Global, available and unlimited capacity
Using the global infrastructure of AWS, you can deploy your application to the AWS Region that best meets your requirements.
For global applications, you can reduce latency to end users around the world by using the Amazon CloudFront content delivery network.
It is also much easier to operate production applications and databases across multiple data centers to achieve high availability and fault tolerance.
Higher level managed services
AWS customers also have access to a broad set of compute, storage, database, analytics, application, and deployment services.
These services are instantly available to developers and can reduce dependency on in-house specialized skills and allow organizations to deliver new solutions faster.
These services are managed by AWS, which can lower operational complexity and cost.
The AWS cloud provides governance capabilities that enable continuous monitoring of configuration changes to your IT resources.
Since AWS assets are programmable resources, your security policy can be formalized and embedded with the design of your infrastructure.
Systems that are expected to grow over time need to be built on top of a scalable architecture.
Scaling vertically takes place through an increase in the specifications of an individual resource (e.g., upgrading a server with a larger hard drive or a faster CPU).
On Amazon EC2, this can easily be achieved by stopping an instance and resizing it to an instance type that has more RAM, CPU, IO, or networking capabilities.
Scaling horizontally takes place through an increase in the number of resources (e.g., adding more hard drives to a storage array or adding more servers to support an application).
This is a great way to build Internet-scale applications that leverage the elasticity of cloud computing.
The table below provides more information on the differences between horizontal and vertical scaling:
- A stateless application is an application that needs no knowledge of previous interactions and stores no session information.
- A stateless application can scale horizontally since any request can be serviced by any of the available compute resources (e.g., EC2 instances, AWS Lambda functions).
- Most applications need to maintain some kind of state information.
- For example, web applications need to track whether a user is signed in, or else they might present personalized content based on previous actions.
- Web applications can use HTTP cookies to store information about a session at the client’s browser (e.g., items in the shopping cart).
- Consider only storing a unique session identifier in a HTTP cookie and storing more detailed user session information server-side.
- DynamoDB is often used for storing session state to maintain a stateless architecture.
- For larger files a shared storage system can be used such as S3 or EFS.
- SWF can be used for a multi step workflow.
- Databases are stateful.
- Many legacy applications are stateful.
- Load balancing with session affinity can be used for horizontal scaling of stateful components.
- Session affinity is however not guaranteed and existing sessions do not benefit from newly launched nodes.
- Use cases that involve processing of very large amounts of data (e.g., anything that can’t be handled by a single compute resource in a timely manner) require a distributed processing approach.

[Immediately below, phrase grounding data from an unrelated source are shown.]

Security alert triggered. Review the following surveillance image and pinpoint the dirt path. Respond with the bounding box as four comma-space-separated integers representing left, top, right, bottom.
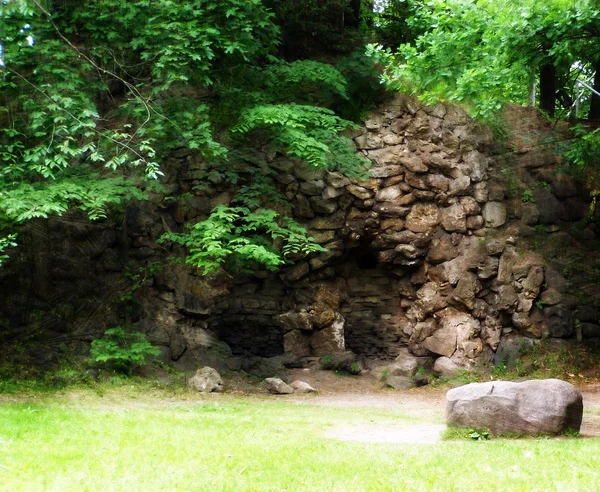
288, 370, 600, 443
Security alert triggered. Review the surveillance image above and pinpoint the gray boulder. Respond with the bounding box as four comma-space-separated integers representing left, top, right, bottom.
383, 376, 415, 390
188, 366, 223, 393
265, 378, 294, 395
290, 381, 317, 393
446, 379, 583, 435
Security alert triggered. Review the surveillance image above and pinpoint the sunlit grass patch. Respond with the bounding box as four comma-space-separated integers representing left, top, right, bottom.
0, 391, 600, 492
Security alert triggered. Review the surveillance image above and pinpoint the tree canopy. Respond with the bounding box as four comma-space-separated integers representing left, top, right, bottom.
372, 0, 600, 118
0, 0, 600, 271
0, 0, 376, 268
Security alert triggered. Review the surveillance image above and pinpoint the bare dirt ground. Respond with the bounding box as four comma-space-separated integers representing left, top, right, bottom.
287, 370, 600, 444
0, 369, 600, 444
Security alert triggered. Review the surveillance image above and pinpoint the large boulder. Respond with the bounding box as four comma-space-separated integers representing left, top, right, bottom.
265, 378, 294, 395
188, 366, 223, 393
446, 379, 583, 435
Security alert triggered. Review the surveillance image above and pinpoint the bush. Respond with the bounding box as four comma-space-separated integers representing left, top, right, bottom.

- By dividing a task and its data into many small fragments of work, you can execute each of them in any of a larger set of available compute resources.
Disposable Resources Instead of Fixed Servers
Think of servers and other components as temporary resources.
Launch as many as you need, and use them only for as long as you need them.
An issue with fixed, long-running servers is that of configuration drift (where change and software patches are applied over time).
This problem can be solved with the “immutable infrastructure” pattern where a server is never updated but instead is replaced with a new one as required.
Instantiating compute resources
You don’t want to manually set up new resources with their configuration and code.
Use automated, repeatable processes that avoid long lead times and are not prone to human error.
- Execute automated bootstrapping actions to modify default configurations.
- This includes scripts that install software or copy data to bring that resource to a particular state.
- You can parameterize configuration details that vary between different environments.
- Some resource types can be launched from a golden image.
- Examples are EC2 instances, RDS instances and EBS volumes.
- A golden image is a snapshot of a particular state for that resource.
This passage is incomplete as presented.